Was Unis zum Schwenk zur Nachhaltigkeit beisteuern können
Österreichs Universitäten arbeiten an Strategien zur Umsetzung des Nachhaltigkeitsgedankens: Im Rahmen des Projektes "UniNEtZ" entwickeln sie bis 2021 auch ein "Optionenpapier" mit Handlungsoptionen für die Regierung. Gleichzeitig gelte es, intensiv darüber nachzudenken was an den Hochschulen selbst für den Schwenk zur Nachhaltigkeit getan werden kann, sagte Ko-Projektleiter Johann Stötter von der Uni Innsbruck zu APA-Science.
Momentan sind 16 Universitäten und Forschungseinrichtungen an Bord des Projekts, das sich aus der Allianz Nachhaltige Universitäten entwickelt hat. Insgesamt rund sechs Millionen Euro schüttet das Wissenschaftsministerium im Rahmen der Leistungsvereinbarungen dafür bis Ende 2021 aus. Der Startschuss zu dem Vorhaben erfolgte Ende Jänner in Wien, an der Universität Innsbruck wurde eine eigene Geschäftsstelle eingerichtet, die die Gesamtkoordination des weitverzweigten Netzwerkes über hat.
Auf der Suche nach der Methode
Ziel dieses "ziemlich großen Projekts", das auch ethische Überlegungen und das Führen einer gesellschaftlichen Wertediskussion über Verantwortung umfassen soll, ist es, sich auf vielfältige Art und Weise mit den 17 Sustainable Development Goals (SDGs) der Vereinten Nationen (UNO) auseinanderzusetzen, so Stötter, der sich die Projektleitung mit Helga Kromp-Kolb von der Universität für Bodenkultur Wien und Reinhold Lang von der Universität Linz teilt. Im ersten Schritt gelte es, eine verbindliche, wissenschaftlich begründete Methodik zu entwickeln, über die der Status-Quo und etwaige Fortschritte bei der Umsetzung der SDGs in Österreich und darüber hinaus gemessen und dargestellt werden können.

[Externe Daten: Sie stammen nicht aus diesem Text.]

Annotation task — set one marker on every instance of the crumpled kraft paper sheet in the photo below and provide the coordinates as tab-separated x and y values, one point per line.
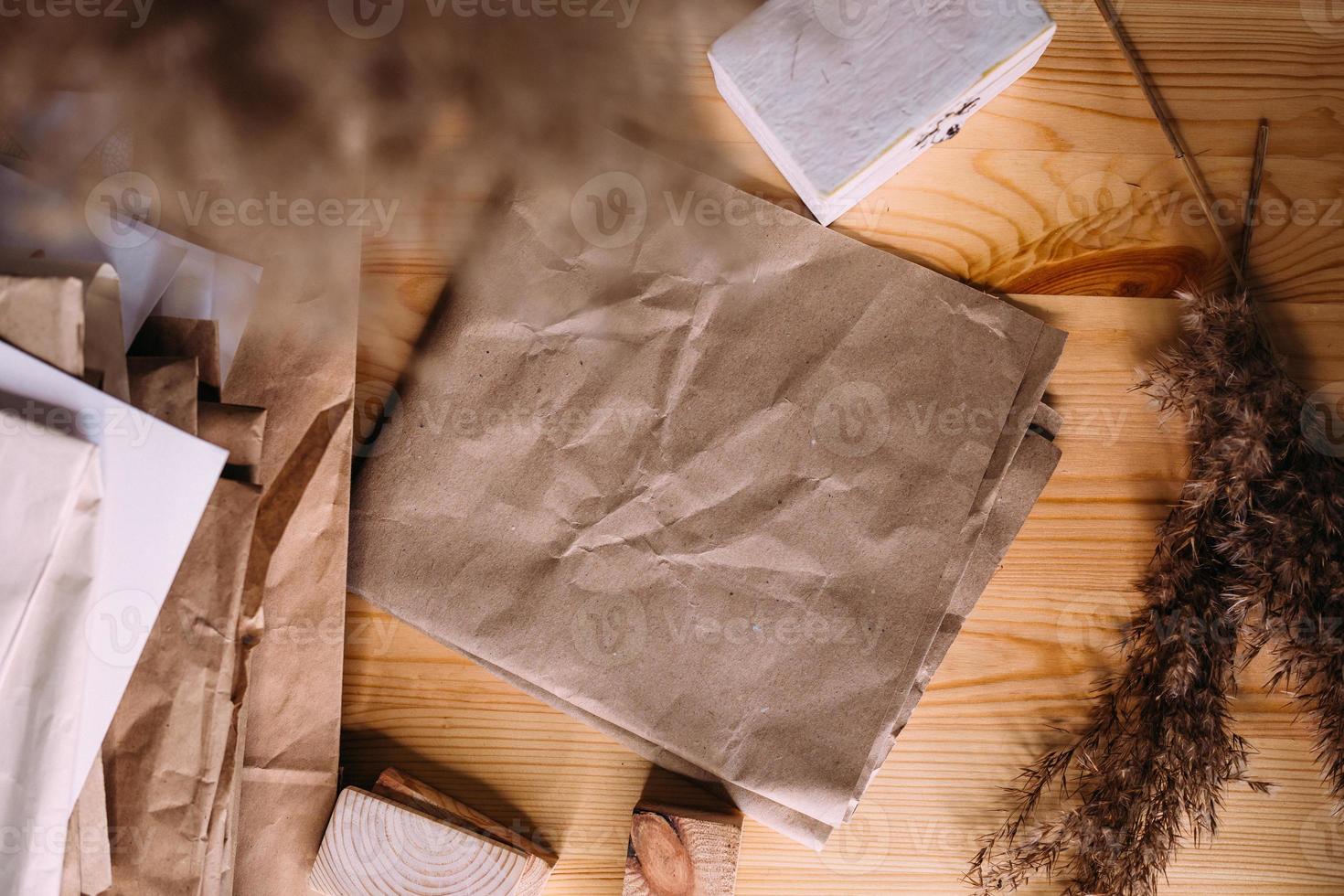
297	360
711	480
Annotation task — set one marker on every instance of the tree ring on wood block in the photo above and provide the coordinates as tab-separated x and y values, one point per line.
666	864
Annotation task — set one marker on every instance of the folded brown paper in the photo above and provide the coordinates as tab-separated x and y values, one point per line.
171	750
297	360
45	317
103	348
182	336
712	485
165	389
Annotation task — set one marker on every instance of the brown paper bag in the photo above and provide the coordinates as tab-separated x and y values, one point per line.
182	336
169	750
165	389
103	347
711	481
297	360
45	317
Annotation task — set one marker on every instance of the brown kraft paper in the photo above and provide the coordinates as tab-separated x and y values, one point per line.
752	452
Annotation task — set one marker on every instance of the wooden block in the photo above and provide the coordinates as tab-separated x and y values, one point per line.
378	845
841	96
417	795
679	852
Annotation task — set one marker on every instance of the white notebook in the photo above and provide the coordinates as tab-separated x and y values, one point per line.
841	94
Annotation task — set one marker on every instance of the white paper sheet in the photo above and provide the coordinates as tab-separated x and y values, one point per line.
54	483
65	128
156	484
159	272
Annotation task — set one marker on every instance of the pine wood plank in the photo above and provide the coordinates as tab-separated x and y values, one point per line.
1024	661
1063	185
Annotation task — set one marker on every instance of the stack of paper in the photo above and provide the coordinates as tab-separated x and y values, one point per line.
165	660
722	486
137	488
841	96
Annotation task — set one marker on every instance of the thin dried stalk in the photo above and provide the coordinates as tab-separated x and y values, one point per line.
1252	549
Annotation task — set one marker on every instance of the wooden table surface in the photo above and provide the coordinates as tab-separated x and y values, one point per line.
1061	188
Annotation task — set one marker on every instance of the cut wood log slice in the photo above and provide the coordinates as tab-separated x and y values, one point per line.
375	845
677	852
409	792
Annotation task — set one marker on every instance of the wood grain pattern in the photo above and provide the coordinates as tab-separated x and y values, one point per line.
417	795
1024	663
375	845
677	852
1062	186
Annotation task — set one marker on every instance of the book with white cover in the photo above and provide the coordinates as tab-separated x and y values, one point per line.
841	94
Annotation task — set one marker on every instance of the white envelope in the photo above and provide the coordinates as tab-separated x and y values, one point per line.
159	272
156	481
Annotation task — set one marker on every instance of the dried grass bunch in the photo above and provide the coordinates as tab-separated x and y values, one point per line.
1250	557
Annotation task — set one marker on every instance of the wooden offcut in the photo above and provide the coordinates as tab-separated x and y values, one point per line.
409	792
680	852
375	844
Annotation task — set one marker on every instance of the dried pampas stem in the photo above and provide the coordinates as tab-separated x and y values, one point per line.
1168	125
1253	549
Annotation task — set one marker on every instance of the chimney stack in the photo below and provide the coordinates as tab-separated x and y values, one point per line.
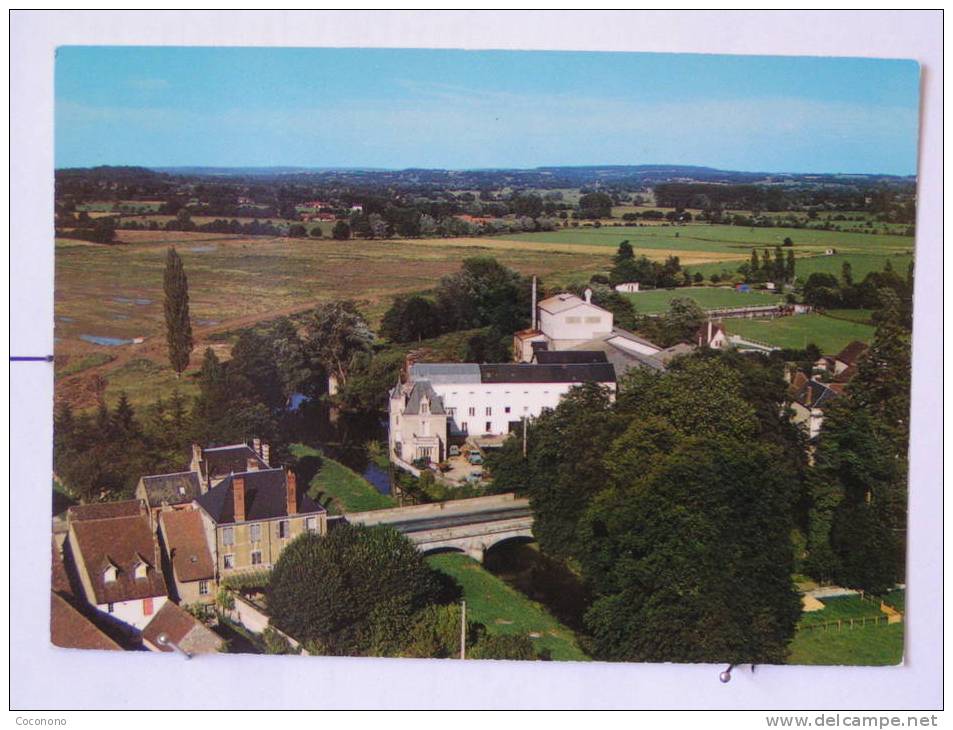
238	495
196	459
292	490
534	303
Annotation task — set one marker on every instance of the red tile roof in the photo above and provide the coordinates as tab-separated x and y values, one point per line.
123	541
72	630
184	536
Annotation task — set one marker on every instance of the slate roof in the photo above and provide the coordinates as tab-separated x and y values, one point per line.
420	389
534	373
104	510
122	541
184	536
561	303
265	498
182	629
72	630
814	394
179	488
561	357
445	372
223	460
851	354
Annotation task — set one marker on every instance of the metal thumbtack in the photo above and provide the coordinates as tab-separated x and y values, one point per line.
164	640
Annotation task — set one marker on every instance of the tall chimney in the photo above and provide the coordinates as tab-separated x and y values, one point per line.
534	303
292	491
196	459
238	495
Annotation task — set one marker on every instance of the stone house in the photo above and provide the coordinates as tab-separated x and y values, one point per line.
250	517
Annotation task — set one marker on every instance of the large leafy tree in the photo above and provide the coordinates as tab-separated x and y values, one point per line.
691	557
177	324
346	592
335	333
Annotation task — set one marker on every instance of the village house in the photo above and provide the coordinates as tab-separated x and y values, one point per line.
843	365
189	567
173	628
250	517
809	398
117	560
441	401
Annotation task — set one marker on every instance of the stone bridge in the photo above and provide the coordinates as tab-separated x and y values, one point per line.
471	526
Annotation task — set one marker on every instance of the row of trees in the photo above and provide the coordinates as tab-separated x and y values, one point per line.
367	591
677	502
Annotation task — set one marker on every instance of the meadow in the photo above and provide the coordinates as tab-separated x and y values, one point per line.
657	300
114	294
829	334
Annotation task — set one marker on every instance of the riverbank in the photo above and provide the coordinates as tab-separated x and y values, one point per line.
338	488
504	610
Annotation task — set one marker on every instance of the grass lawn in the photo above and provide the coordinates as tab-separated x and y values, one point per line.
503	610
340	489
657	300
872	645
842	608
831	335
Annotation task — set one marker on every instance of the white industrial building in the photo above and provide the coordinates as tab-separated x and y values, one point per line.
441	401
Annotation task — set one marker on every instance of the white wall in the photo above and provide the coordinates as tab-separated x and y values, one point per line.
130	612
581	323
523	399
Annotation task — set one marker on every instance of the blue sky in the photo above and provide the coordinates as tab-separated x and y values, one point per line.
168	106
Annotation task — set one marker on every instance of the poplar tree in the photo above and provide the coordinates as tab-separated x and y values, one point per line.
178	326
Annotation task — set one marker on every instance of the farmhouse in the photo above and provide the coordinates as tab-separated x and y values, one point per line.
442	401
117	560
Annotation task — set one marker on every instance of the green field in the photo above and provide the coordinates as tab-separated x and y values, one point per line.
503	610
796	332
872	645
340	489
723	239
657	300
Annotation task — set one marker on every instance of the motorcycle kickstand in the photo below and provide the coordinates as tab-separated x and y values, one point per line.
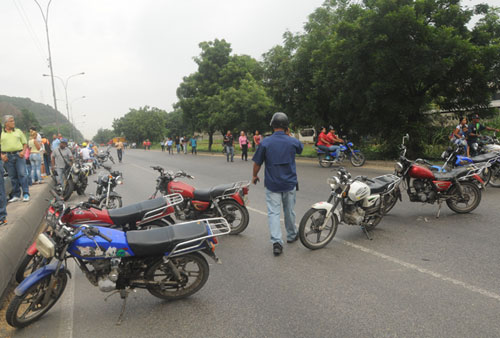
366	233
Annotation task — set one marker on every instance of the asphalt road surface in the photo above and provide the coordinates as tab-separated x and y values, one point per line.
419	276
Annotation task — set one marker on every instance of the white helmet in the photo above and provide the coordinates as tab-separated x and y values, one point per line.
358	191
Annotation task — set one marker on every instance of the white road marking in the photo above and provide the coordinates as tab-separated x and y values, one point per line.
411	266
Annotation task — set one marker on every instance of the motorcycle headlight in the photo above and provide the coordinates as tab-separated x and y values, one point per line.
398	167
334	182
46	246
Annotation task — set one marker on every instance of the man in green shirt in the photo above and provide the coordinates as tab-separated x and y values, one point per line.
13	146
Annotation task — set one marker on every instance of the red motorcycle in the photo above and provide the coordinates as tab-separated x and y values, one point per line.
148	214
226	200
458	187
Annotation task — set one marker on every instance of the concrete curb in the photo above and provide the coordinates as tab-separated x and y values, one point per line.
24	221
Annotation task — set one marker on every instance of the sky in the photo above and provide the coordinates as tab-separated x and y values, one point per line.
133	53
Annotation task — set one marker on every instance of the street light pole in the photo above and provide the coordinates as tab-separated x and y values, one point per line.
45	17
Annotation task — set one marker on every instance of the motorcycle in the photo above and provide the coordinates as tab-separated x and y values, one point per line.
458	187
149	214
227	200
360	201
167	262
105	192
356	157
105	155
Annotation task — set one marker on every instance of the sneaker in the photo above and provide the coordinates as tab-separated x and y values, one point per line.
293	239
277	249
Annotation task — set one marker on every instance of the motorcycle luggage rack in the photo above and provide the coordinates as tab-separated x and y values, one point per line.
171	199
235	188
218	227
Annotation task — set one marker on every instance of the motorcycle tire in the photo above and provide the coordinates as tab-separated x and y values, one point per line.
357	159
161	272
30	264
323	162
495	177
68	189
305	231
114	202
34	294
472	193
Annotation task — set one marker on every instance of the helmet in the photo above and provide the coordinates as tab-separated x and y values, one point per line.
279	120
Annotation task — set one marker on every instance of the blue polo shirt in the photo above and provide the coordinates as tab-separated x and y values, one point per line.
278	152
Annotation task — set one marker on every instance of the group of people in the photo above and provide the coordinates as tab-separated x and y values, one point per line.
466	134
228	144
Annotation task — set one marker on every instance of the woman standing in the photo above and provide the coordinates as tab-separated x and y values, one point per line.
36	160
243	146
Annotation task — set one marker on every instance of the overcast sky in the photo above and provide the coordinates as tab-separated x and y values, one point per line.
133	53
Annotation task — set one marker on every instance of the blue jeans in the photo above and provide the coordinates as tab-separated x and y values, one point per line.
230	151
3	198
16	167
36	167
274	201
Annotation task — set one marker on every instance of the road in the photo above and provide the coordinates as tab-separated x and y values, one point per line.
419	276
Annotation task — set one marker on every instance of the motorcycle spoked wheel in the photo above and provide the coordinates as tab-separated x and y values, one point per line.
26	309
114	202
30	264
309	233
471	198
193	269
236	215
323	162
495	177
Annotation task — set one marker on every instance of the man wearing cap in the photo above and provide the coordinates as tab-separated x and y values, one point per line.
475	129
278	152
61	160
13	146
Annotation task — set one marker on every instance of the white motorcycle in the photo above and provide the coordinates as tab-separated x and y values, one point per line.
360	201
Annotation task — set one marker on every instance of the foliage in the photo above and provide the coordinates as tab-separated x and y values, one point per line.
141	124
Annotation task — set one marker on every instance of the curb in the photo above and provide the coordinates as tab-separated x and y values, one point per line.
20	232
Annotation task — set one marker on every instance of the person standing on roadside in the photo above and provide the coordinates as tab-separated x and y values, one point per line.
228	145
278	153
119	150
243	141
14	145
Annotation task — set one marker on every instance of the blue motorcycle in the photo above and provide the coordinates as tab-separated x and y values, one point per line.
165	261
356	157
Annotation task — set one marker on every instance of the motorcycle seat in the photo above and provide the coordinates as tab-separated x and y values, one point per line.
158	241
379	184
133	213
484	157
209	194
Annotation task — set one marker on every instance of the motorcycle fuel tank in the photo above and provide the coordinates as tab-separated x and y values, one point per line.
182	188
417	171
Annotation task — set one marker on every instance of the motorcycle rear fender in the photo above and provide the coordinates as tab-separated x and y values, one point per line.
328	207
36	277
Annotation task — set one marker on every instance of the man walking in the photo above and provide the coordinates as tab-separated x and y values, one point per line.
278	153
14	145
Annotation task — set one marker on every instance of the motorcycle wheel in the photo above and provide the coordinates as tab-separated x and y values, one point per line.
236	215
309	233
357	159
30	264
68	189
472	197
114	202
193	269
26	309
495	177
323	162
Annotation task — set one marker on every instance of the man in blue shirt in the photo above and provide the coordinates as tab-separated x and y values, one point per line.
278	152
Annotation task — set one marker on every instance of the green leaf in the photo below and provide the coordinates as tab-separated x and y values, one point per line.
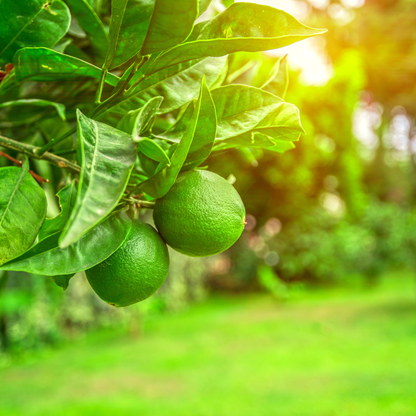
63	280
91	24
138	121
275	132
48	259
107	158
42	64
159	184
22	211
203	6
205	132
130	20
282	123
171	24
278	80
8	82
242	27
62	45
243	110
239	109
152	150
67	198
255	140
178	84
31	23
28	111
4	276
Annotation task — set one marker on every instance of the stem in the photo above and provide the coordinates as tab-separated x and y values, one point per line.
101	109
101	86
20	163
65	152
40	151
140	203
29	150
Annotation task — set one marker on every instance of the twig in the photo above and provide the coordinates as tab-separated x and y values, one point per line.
29	150
20	163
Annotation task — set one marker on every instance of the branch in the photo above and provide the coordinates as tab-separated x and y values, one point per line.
29	149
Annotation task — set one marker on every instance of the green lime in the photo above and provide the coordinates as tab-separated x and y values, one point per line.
201	215
135	271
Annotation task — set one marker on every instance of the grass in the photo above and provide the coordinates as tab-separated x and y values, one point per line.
332	353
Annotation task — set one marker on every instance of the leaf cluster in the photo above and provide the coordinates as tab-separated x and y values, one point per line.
131	99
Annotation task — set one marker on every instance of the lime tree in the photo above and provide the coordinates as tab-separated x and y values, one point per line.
120	117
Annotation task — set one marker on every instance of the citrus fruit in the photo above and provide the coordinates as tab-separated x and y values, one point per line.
201	215
135	271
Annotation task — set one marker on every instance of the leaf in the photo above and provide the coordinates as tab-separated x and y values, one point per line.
152	150
276	132
4	277
282	123
8	82
31	23
203	6
159	184
42	64
255	140
205	132
171	24
278	80
136	122
239	110
22	211
28	111
130	20
63	280
91	24
48	259
242	27
107	158
67	198
178	85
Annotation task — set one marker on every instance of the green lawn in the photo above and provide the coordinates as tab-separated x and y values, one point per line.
332	353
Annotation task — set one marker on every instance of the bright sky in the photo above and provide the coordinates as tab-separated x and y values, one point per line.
308	55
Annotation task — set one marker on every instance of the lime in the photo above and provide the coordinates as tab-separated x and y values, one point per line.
201	215
135	271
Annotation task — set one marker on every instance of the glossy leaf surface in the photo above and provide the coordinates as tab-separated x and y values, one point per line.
31	23
178	85
27	111
47	258
203	6
239	110
67	198
205	132
278	80
153	151
22	211
63	280
136	122
107	157
91	24
242	27
171	24
42	64
130	20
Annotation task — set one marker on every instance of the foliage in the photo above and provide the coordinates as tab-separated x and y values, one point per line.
110	103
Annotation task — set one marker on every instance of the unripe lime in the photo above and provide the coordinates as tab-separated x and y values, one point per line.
201	215
135	271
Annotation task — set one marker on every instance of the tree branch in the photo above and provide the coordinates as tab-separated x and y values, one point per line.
28	150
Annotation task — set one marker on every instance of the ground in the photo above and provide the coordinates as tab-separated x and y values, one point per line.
327	353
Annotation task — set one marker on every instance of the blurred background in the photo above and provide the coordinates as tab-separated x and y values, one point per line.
313	311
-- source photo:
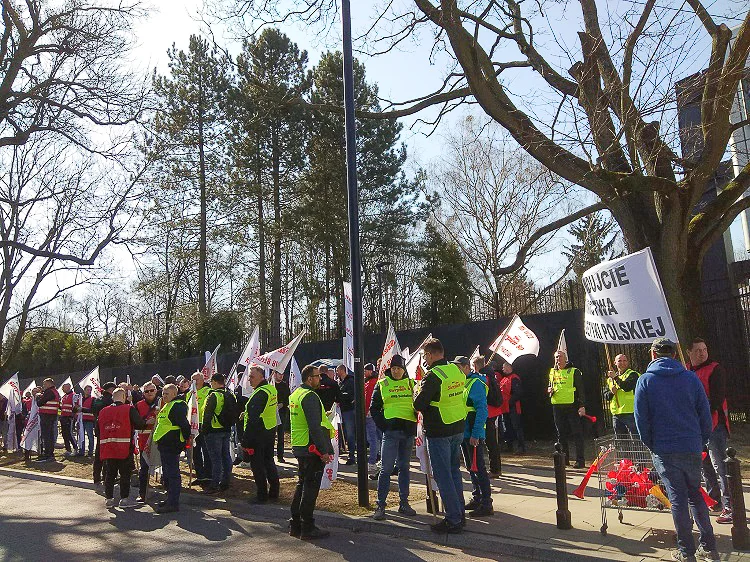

"Es geht auch den Universitäten darum, den Gedanken der nachhaltigen Entwicklung im eigenen Haus in Forschung und Lehre zu stärken", sagte Stötter. Gleichzeitig wolle man zum Transformationsprozess in Gesamt-Österreich beitragen. Dafür analysiere man derzeit auch über das Land hinweg Initiativen, die sich mit SDGs befassen.
Bericht für Handeln auf wissenschaftlichem Fundament
Gipfeln soll diese breite Auseinandersetzung in einem finalen Bericht an die Bundesregierung in rund drei Jahren. Mit dieser wissenschaftlichen Herangehensweise soll sich Österreich auch ein Stück weit von anderen Staaten abheben. "Wir wollen wissenschaftlich fundierte Handlungsoptionen erarbeiten", sowie deren wahrscheinliche positive und negative Auswirkungen auf die einzelnen Nachhaltigkeitsziele und das gesamte System darstellen, so Stötter: "Durch die Priorisierung werden wir uns natürlich auch normativ aus dem Fenster lehnen."
Ein erster Zwischenbericht, in dem es großteils um die Methoden gehen wird, ist für den Herbst geplant. Was die Politik dann mit diesem Optionenpapier anfängt und wie sich die Expertise seitens der Unis in die gesamte angestrebte Umsetzung der "Agenda 2030 für Nachhaltige Entwicklung" einfügt, sei natürlich noch offen.
Skepsis zu "Klimaneutral"-Label für Unis
Auch die Universitäten selbst haben selbstverständlich ein reges Interesse daran, ressourcensparender zu werden. So hat etwa die Wirtschaftsuniversität (WU) Wien erst kürzlich berichtet, die "erste klimaneutrale Universität Österreichs" zu sein - und zwar, indem sie mehrere Nachhaltigkeitsprojekte unterstützt, durch die jährlich so viel CO2-Emissionen eingespart werden, wie die WU pro Jahr im laufenden Betrieb verursacht.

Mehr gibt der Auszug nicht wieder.